M. D... F..., ressortissant marocain né le 4 mars 1983 à Casablanca (Maroc), s’est marié le 30 juin 2016 à Sidi Slimane (Maroc) avec Mme B... E..., de nationalité italienne, avec laquelle il a eu un enfant, A..., né le 6 mai 2017 à Ixelles (Belgique). Entré en France le 31 juillet 2018 sous couvert d’un titre de séjour délivré par les autorités belges, il a obtenu un titre de séjour en qualité de « membre de famille d’un ressortissant de l’Union européenne » valable jusqu’au 20 février 2024.

4.
Par un jugement du 10 mai 2021, le tribunal judiciaire d’Annecy a condamné M. F... à une peine d’emprisonnement de six mois, assortie d’un sursis probatoire de deux ans, et d’une interdiction d’entrer en contact avec son épouse, pour des faits de violences commises sur l’intéressée en présence de l’enfant du couple.
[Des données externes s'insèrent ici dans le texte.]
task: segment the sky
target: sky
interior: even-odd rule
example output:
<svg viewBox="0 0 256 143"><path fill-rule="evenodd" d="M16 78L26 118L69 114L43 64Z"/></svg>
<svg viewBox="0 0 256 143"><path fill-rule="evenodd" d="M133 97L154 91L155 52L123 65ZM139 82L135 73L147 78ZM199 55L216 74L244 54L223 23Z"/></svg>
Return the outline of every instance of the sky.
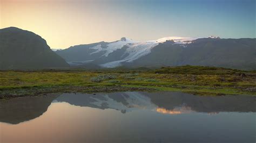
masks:
<svg viewBox="0 0 256 143"><path fill-rule="evenodd" d="M0 0L0 28L32 31L51 48L122 37L255 38L255 0Z"/></svg>

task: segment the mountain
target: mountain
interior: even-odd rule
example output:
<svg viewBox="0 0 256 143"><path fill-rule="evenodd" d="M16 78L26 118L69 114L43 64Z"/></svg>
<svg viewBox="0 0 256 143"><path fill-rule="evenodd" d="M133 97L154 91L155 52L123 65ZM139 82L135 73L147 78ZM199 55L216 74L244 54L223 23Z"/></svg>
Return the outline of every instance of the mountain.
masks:
<svg viewBox="0 0 256 143"><path fill-rule="evenodd" d="M46 41L33 32L10 27L0 29L0 69L69 67Z"/></svg>
<svg viewBox="0 0 256 143"><path fill-rule="evenodd" d="M145 42L122 38L112 42L72 46L56 53L70 65L86 67L159 67L186 65L256 69L256 39L170 37Z"/></svg>

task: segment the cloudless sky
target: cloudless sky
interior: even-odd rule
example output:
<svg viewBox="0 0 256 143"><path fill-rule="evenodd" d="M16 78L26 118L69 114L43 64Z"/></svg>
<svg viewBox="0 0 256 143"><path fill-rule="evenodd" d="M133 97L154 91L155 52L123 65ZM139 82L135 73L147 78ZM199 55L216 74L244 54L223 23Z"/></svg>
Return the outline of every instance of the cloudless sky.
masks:
<svg viewBox="0 0 256 143"><path fill-rule="evenodd" d="M0 28L15 26L52 48L123 37L255 38L255 0L0 0Z"/></svg>

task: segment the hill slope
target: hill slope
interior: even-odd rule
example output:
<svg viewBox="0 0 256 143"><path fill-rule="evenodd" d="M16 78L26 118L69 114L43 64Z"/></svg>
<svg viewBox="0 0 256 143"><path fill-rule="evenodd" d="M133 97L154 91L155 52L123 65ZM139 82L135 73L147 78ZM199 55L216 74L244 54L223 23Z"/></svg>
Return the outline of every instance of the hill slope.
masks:
<svg viewBox="0 0 256 143"><path fill-rule="evenodd" d="M34 69L69 66L33 32L11 27L0 30L0 69Z"/></svg>
<svg viewBox="0 0 256 143"><path fill-rule="evenodd" d="M120 44L122 43L122 44ZM56 53L74 66L114 68L186 65L256 69L256 39L166 37L81 45Z"/></svg>

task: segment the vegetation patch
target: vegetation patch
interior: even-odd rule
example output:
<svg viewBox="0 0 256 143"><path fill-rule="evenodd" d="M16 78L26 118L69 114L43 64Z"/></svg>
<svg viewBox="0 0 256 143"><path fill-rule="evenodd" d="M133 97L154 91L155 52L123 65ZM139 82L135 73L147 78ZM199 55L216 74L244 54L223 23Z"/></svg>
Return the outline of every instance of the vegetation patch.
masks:
<svg viewBox="0 0 256 143"><path fill-rule="evenodd" d="M0 71L0 98L125 90L255 95L255 89L254 71L208 67L186 66L145 70Z"/></svg>

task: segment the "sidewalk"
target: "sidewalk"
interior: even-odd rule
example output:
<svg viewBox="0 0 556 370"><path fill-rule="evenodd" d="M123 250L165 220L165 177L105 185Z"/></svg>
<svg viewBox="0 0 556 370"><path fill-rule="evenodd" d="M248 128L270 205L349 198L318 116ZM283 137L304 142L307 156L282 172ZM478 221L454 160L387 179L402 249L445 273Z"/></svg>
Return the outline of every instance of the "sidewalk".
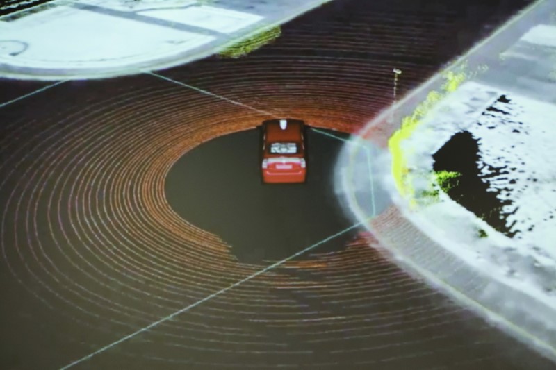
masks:
<svg viewBox="0 0 556 370"><path fill-rule="evenodd" d="M0 77L99 78L174 67L329 1L54 0L0 16Z"/></svg>
<svg viewBox="0 0 556 370"><path fill-rule="evenodd" d="M385 152L373 171L389 172L382 185L393 204L368 226L385 253L553 360L555 60L556 1L541 0L361 133ZM404 134L398 142L392 140L394 132ZM498 232L444 192L430 195L435 189L432 155L461 132L471 132L478 142L481 179L505 204L516 236ZM459 149L464 155L466 149ZM352 158L357 158L356 151L354 146ZM399 167L393 166L396 160ZM364 219L357 196L346 199L358 220Z"/></svg>

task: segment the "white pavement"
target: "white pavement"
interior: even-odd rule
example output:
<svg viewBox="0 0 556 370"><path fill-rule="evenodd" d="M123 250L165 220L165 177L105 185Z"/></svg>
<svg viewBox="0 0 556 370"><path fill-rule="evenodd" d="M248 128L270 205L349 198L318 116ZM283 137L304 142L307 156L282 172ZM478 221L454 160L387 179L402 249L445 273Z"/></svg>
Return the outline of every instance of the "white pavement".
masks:
<svg viewBox="0 0 556 370"><path fill-rule="evenodd" d="M53 0L0 16L0 77L97 78L174 67L329 1Z"/></svg>
<svg viewBox="0 0 556 370"><path fill-rule="evenodd" d="M396 186L391 153L375 168L386 174L382 187L395 207L369 228L408 271L556 361L556 0L537 1L445 72L464 65L482 72L416 120L395 155L407 160L415 194L430 194L432 155L453 135L471 132L483 181L507 203L507 226L516 235L498 232L443 192L412 203ZM362 135L382 126L377 131L389 137L445 81L439 74L424 83ZM392 116L398 120L389 125ZM363 219L357 196L346 199Z"/></svg>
Le 2 novembre 2023, le juge aux affaires familiales du tribunal judiciaire d’Annecy a prononcé le divorce des époux « pour faute, aux torts exclusifs de l’époux » et a réservé l’autorité parentale exclusivement à la mère de l’enfant. Le 15 décembre 2023, M. F... a été condamné à une amende de 600 euros pour des faits de détention et usage de faux documents, et conduite d’un véhicule sans permis.

5.
Le 12 février 2024, M. F... a sollicité le renouvellement de son titre de séjour. Par un arrêté du 7 mai 2025, motivé notamment par le divorce du requérant et l’absence de relation entre ce dernier et son enfant, l’absence d’intégration de M. F... et de justification qu’il exercerait une activité professionnelle, et les condamnations qui lui ont été infligées, la préfète de la Haute-Savoie a refusé de faire droit à sa demande et l’a obligé à quitter le territoire français dans un délai de trente jours. Par un jugement n°2506110 du 13 novembre 2025, le tribunal administratif de Grenoble a annulé cet arrêté.

6.
En l’état de l’instruction, les moyens tirés de ce que c’est à tort que les premiers juges ont considéré que M. F... disposait d’un droit au séjour sur le fondement des articles L. 233-1, L. 233-2 et R. 233-9 du code de l’entrée et du séjour des étrangers et du droit d’asile, et qu’il ne pouvait pas faire l’objet d’une mesure d’éloignement sur le fondement des dispositions de l’article L. 251-1-1° et de l’article L. 251-1-2° du même code, paraissent sérieux et de nature à justifier l’annulation du jugement attaqué. Par ailleurs, le moyen soulevé par M. F... devant les premiers juges, tiré de ce que la décision portant refus de renouvellement de son titre de séjour méconnaîtrait l’article 8 de la convention européenne de sauvegarde des droits de l’homme et des libertés fondamentales, ne paraît pas fondé.

7.
En conséquence, il y a lieu de faire droit à la requête de la préfète de la Haute-Savoie tendant à ce qu’il soit sursis à l’exécution du jugement n° 2506110 du 13 novembre 2025 du tribunal administratif de Grenoble.

8.
Aux termes de l’article L. 761-1 du code de justice administrative : « Dans toutes les instances, le juge condamne la partie tenue aux dépens ou, à défaut, la partie perdante, à payer à l’autre partie la somme qu’il détermine, au titre des frais exposés et non compris dans les dépens. Le juge tient compte de l’équité ou de la situation économique de la partie condamnée. Il peut, même d'office, pour des raisons tirées des mêmes considérations, dire qu’il n’y a pas lieu à cette condamnation ».

9.
Dès lors que l’Etat n’est pas la partie perdante au présent litige, il ne peut être fait droit aux conclusions de M. F... présentées sur le fondement des dispositions citées au point précédent.


ORDONNE :


Article 1er :
Jusqu’à ce qu’il ait été statué sur le fond de l’instance n° 25LY03133, il sera sursis à l’exécution du jugement n° 2506110 du 13 novembre 2025 du tribunal administratif de Grenoble ayant notamment annulé l’arrêté de la préfète de la Haute-Savoie du 7 mai 2025.

Article 2 :
Les conclusions présentées par M. F... au titre de l’article L. 761-1 du code de justice administrative sont rejetées.

Article 3 :
La présente ordonnance sera notifiée au ministre de l’intérieur, à la préfète de la Haute-Savoie et à M. D... F....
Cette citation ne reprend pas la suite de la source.